Il n’était pas un homme de dossier et en 1989 alors que le professeur Jean-François Mattei s’extasiait dans un bus chargé d’une vingtaine de journalistes sur le programme municipal qu’il avait concocté, Gaudin se tournant vers nous avait lâché : « Ah ça on peut dire qu’il en a dans la tête celui-là ! ». Le malheureux venait de remercier Gaudin pour l’autoroute du littoral où nous étions et que la région avait permis de construire, lorsqu’une voiture se retrouva sur le capot. Gaudin nous regarda et souffla : « Té, je suis maudit ! ».
Et il n’était dupe de rien. Entre les deux tours de cette malheureuse élection de 1989, il invita quelques journalistes boulevard de la Libération chez Vincent, pizzéria réputée. Nombre clients venaient le saluer. Gaudin se tournait alors vers nous : « Oui ils me saluent, mais je préfèrerai qu’il vote pour moi ! ».
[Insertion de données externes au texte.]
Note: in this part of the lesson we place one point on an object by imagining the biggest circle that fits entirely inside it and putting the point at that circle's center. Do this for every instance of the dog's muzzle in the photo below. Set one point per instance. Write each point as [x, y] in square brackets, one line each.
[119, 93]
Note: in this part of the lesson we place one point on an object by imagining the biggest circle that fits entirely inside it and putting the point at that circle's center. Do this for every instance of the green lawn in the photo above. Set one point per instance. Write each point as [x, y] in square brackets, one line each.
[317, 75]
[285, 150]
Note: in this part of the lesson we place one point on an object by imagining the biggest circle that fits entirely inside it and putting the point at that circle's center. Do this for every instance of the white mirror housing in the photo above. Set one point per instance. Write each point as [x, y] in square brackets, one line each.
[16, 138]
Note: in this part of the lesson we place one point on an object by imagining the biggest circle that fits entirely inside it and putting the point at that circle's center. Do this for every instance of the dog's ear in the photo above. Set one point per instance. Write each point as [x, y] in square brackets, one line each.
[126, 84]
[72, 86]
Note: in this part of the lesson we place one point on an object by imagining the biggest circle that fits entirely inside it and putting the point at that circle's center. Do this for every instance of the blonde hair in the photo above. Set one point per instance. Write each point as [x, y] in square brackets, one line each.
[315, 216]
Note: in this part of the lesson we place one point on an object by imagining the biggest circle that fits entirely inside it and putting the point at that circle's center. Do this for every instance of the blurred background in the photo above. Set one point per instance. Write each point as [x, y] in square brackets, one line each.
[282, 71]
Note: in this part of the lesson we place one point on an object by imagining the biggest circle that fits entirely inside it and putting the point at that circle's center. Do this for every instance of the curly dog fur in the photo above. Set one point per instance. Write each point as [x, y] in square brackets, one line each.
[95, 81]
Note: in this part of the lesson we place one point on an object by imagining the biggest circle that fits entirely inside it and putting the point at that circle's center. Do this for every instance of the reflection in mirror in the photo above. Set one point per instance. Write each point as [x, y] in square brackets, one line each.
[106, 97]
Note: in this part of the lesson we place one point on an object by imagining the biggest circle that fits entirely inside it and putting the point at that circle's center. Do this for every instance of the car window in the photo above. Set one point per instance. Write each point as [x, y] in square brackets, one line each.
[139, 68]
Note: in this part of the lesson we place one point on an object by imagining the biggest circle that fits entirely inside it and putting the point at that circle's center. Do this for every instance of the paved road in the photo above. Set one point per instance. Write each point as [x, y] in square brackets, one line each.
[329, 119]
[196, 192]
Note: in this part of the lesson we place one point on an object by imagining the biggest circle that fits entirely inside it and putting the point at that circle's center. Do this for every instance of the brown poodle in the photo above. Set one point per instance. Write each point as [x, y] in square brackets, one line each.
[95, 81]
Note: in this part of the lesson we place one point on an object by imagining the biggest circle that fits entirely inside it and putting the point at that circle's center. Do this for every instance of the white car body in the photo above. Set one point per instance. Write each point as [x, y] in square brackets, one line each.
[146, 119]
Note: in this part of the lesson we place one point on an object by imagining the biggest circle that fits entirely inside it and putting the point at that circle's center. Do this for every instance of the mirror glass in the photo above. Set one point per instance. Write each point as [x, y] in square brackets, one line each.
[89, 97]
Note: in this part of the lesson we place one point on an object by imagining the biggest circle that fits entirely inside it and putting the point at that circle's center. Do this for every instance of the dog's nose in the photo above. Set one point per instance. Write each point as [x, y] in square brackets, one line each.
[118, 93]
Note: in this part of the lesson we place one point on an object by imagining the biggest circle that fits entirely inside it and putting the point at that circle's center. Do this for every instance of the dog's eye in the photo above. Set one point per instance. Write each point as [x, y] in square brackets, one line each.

Comme il se serait passé de la guéguerre qui l’opposait à celle qu’il appelait « la dame d’Aix », Maryse Joissains. Officiellement c’est la construction de la Métropole qui les séparait. Officieusement Maryse Joissains nous a confié qu’elle soupçonnait Gaudin d’avoir demandé à ses troupes ne pas assister aux obsèques de son père. Celui-ci s’était suicidé au début des années 80, après la révélation d’un scandale qui valut la fin de la carrière de son époux, Alain Joissains. Une faute que « Maryse » n’a jamais pardonnée à « Jean-Claude ».
D’autres chapitres seront peut-être encore écrits sur ce fauve politique qui revendiquait « les pagnolades pas les couillonnades » en fustigeant un mauvais feuilleton passé sans grand succès à la TV. A Saint-Zacharie les « petits curés », comme il appelait affectueusement des séminaristes qu’il invitait régulièrement, n’auront plus droit aux côtelettes qu’il se vantait de bien cuisiner au barbecue dominical.